The Future of Life Institute on Wednesday gave its annual award to two doctors who were the key figures behind the eradication of smallpox.
Why it matters: Smallpox was one of the deadliest diseases the world has ever known, killing an estimated 500 million people in the 20th century alone. The hard-fought campaign to eliminate it not only saved what Future of Life estimates is 200 million people, but also "showed the world that diseases can be defeated," as Bill Gates put it.
What's happening: Each year the Future of Life Institute, a nonprofit research center in Boston that focuses on existential risk, recognizes unsung individuals who helped avert global catastrophe.

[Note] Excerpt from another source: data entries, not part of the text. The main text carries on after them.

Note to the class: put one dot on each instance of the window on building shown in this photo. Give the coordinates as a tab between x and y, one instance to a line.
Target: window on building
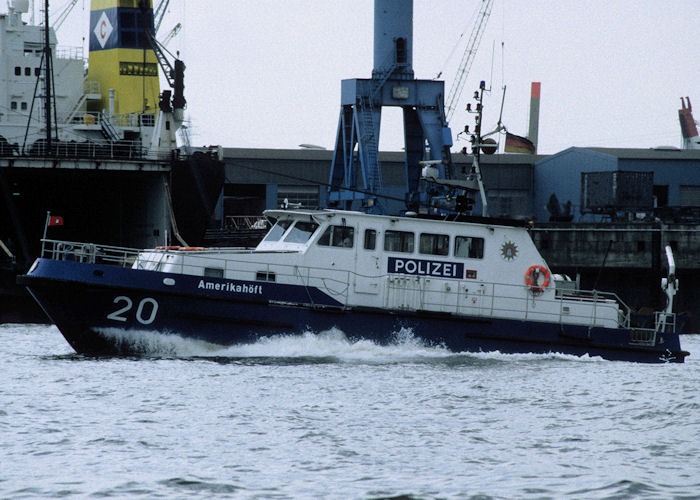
434	244
337	236
278	230
304	196
301	232
469	247
370	239
398	241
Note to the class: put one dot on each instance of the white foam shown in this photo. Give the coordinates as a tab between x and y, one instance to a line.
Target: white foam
331	343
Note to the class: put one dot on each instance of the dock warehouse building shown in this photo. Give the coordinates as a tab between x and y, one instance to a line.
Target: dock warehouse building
617	208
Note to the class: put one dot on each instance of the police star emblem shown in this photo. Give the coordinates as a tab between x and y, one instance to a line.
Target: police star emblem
509	250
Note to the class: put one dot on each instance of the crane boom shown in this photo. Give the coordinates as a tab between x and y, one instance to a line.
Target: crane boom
159	14
468	58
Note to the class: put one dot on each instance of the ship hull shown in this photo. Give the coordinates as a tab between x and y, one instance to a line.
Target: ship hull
102	310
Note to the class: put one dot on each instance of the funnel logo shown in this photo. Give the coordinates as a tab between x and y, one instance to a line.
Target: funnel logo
103	29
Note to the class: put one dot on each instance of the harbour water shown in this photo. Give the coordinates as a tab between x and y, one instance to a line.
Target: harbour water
321	416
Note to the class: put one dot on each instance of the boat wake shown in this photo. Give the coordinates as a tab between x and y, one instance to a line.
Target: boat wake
331	344
326	346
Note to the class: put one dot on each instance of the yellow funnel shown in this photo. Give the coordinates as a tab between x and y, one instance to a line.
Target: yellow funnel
121	57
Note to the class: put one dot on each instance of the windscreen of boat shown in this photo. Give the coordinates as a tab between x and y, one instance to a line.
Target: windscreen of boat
301	232
278	230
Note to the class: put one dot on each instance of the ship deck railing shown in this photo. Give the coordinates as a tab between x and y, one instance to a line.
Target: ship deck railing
488	300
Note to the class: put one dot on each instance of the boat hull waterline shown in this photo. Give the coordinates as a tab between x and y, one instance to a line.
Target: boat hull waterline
103	310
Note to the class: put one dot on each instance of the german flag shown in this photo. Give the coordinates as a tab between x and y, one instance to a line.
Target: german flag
517	144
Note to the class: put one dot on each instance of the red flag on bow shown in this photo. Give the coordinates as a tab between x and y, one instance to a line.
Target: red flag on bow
55	220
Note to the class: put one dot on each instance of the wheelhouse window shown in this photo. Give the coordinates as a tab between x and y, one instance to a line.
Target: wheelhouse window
399	241
370	239
469	247
434	244
337	236
213	272
301	232
278	230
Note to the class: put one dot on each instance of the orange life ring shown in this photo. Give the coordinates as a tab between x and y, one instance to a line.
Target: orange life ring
532	278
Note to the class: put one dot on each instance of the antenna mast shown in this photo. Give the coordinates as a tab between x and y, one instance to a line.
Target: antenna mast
468	58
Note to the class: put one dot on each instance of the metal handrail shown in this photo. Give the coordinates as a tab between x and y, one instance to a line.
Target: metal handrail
493	298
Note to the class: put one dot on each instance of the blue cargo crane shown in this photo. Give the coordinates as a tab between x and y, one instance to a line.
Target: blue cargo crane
355	171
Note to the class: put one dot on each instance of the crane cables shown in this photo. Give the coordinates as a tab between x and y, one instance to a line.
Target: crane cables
468	57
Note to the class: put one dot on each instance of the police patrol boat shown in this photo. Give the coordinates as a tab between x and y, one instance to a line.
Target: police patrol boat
467	284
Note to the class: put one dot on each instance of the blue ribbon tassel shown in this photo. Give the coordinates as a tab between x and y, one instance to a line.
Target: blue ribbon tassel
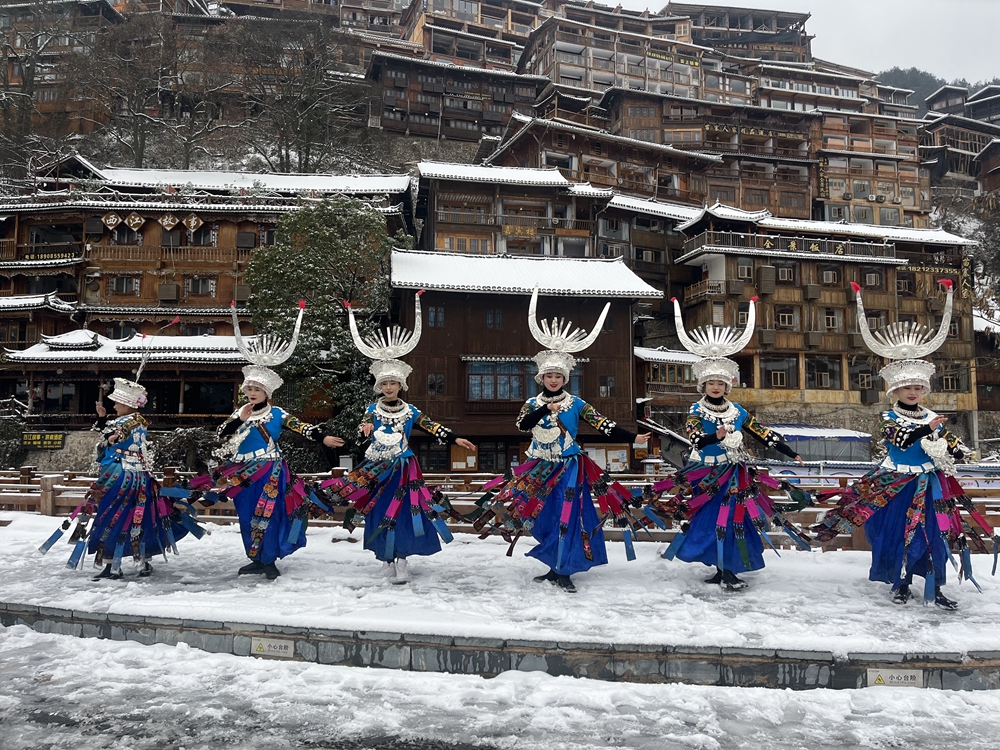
442	528
51	540
674	546
629	547
77	555
652	516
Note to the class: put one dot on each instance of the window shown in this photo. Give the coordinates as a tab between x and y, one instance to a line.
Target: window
718	313
497	381
823	372
743	313
779	372
832	319
123	285
786	317
786	274
872	278
607	386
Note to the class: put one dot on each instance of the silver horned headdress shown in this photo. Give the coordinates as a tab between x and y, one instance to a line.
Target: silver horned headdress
560	339
715	344
386	347
264	352
904	343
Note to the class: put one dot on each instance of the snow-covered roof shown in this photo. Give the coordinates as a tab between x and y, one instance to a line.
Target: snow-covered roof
474	69
880	231
507	274
963	89
350	184
586	190
674	211
494	175
35	302
89	347
670	356
808	432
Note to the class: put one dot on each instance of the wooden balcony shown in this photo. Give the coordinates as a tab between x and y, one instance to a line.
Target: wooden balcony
153	254
706	288
790	244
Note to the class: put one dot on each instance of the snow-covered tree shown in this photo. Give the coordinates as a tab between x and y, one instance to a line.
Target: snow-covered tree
332	252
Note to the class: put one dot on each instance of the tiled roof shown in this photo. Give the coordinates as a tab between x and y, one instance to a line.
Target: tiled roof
506	274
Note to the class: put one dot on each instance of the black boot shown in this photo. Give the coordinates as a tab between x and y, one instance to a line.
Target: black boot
731	582
550	576
942	601
902	595
565	584
253	568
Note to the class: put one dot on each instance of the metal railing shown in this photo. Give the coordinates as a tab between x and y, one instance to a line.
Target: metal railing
789	244
706	288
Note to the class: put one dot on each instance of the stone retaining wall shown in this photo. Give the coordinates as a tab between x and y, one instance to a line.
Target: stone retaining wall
488	657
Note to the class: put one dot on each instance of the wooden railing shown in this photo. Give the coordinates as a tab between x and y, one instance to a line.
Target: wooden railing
59	494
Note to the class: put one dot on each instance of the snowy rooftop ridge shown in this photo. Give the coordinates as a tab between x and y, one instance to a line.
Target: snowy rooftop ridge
494	175
506	274
669	356
87	346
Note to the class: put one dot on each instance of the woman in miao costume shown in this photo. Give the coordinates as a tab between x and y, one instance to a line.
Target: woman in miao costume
719	497
387	488
551	496
272	503
909	505
130	517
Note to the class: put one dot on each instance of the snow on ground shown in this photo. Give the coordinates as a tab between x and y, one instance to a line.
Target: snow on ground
800	601
64	693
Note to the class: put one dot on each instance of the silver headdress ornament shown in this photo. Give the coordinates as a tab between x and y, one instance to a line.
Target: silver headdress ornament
385	347
903	343
560	339
715	344
129	392
266	351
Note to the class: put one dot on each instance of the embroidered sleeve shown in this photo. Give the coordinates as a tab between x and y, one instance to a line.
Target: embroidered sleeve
770	438
605	426
228	427
428	425
311	431
899	434
955	445
530	416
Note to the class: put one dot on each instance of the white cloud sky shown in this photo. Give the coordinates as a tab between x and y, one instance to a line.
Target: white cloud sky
949	38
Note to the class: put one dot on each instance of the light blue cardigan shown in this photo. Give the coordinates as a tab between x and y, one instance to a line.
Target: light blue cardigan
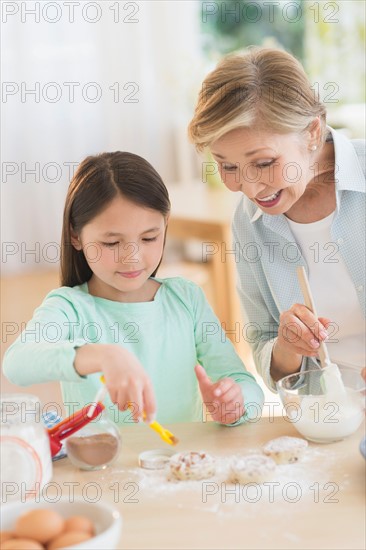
269	255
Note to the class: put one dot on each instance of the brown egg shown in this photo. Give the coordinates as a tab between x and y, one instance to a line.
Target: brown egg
21	544
79	523
68	539
41	525
6	535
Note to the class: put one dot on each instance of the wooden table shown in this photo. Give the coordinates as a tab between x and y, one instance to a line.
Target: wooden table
204	213
318	503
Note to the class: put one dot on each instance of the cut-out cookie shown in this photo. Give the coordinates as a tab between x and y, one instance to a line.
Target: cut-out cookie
251	469
191	465
285	450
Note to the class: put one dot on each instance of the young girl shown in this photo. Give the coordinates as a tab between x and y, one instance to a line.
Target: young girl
113	316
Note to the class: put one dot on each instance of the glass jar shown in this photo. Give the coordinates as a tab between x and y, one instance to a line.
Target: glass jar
96	445
26	464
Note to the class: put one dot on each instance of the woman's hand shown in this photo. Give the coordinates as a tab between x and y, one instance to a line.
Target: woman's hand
223	398
299	335
126	381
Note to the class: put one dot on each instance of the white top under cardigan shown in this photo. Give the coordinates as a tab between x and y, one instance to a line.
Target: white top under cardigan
267	281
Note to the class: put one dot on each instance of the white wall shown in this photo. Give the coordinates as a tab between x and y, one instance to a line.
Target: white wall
148	52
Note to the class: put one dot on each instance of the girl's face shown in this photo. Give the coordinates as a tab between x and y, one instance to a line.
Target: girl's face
272	170
123	246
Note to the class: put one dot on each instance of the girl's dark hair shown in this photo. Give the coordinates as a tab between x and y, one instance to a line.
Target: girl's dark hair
97	181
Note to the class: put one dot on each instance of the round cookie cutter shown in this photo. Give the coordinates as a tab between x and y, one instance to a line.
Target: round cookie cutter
155	459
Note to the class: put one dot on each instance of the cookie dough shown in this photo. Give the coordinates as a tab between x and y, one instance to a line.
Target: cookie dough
254	468
191	465
285	450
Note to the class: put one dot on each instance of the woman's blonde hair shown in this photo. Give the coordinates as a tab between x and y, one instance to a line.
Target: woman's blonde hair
260	88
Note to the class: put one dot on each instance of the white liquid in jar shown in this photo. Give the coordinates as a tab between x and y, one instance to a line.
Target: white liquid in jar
321	418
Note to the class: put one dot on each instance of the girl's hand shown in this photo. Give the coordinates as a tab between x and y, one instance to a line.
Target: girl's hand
223	398
126	381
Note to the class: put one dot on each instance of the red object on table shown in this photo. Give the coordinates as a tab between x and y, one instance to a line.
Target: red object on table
70	425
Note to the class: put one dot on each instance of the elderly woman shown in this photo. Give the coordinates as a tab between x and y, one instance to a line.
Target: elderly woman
303	203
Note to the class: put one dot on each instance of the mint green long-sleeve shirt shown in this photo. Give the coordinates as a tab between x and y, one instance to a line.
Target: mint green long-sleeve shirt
169	335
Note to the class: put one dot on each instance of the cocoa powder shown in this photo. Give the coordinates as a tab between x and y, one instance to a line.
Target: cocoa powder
93	450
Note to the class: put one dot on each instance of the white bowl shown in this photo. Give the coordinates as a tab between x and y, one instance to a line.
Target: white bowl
322	415
106	519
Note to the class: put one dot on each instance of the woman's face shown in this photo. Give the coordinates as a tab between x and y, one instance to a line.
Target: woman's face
272	170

- This year's winners, announced at an online ceremony, are Viktor Zhdanov and Bill Foege.
- Zhdanov served as the Soviet Union's deputy minister of health and pushed the WHO in 1958 to take up the campaign to eradicate smallpox.
- While serving as the chief of the CDC's Smallpox Eradication Program, Foege developed the surveillance and ring vaccination strategy that ultimately enabled the world to finally achieve eradication 41 years ago today.
What they're saying: "The eradication of smallpox is one achievement that we all look to," said Jennifer Doudna, one of the creators of CRISPR and a 2020 Nobel Prize winner, at the ceremony. "It couldn't be more relevant as we find ourselves in the middle of a global pandemic."
Flashback: The first two winners of the Future of Life award are more obscure than Zhdanov and Foege, but arguably even more consequential.
- 2017 winner Vasili Arkhipov, a Soviet naval officer, likely prevented global atomic war when he convinced his submarine captain not to fire a nuclear weapon during the heat of the Cuban Missile Crisis.
- 2018 winner Stanislav Petrov was a Soviet air defense officer who in 1983 ignored an early-warning detection system that mistakenly indicated that the U.S. had launched nuclear missiles at the Soviet Union, preventing Moscow from firing back.
The bottom line: Many of us are only alive today because of the heroic efforts of people like Zhdanov and Foege.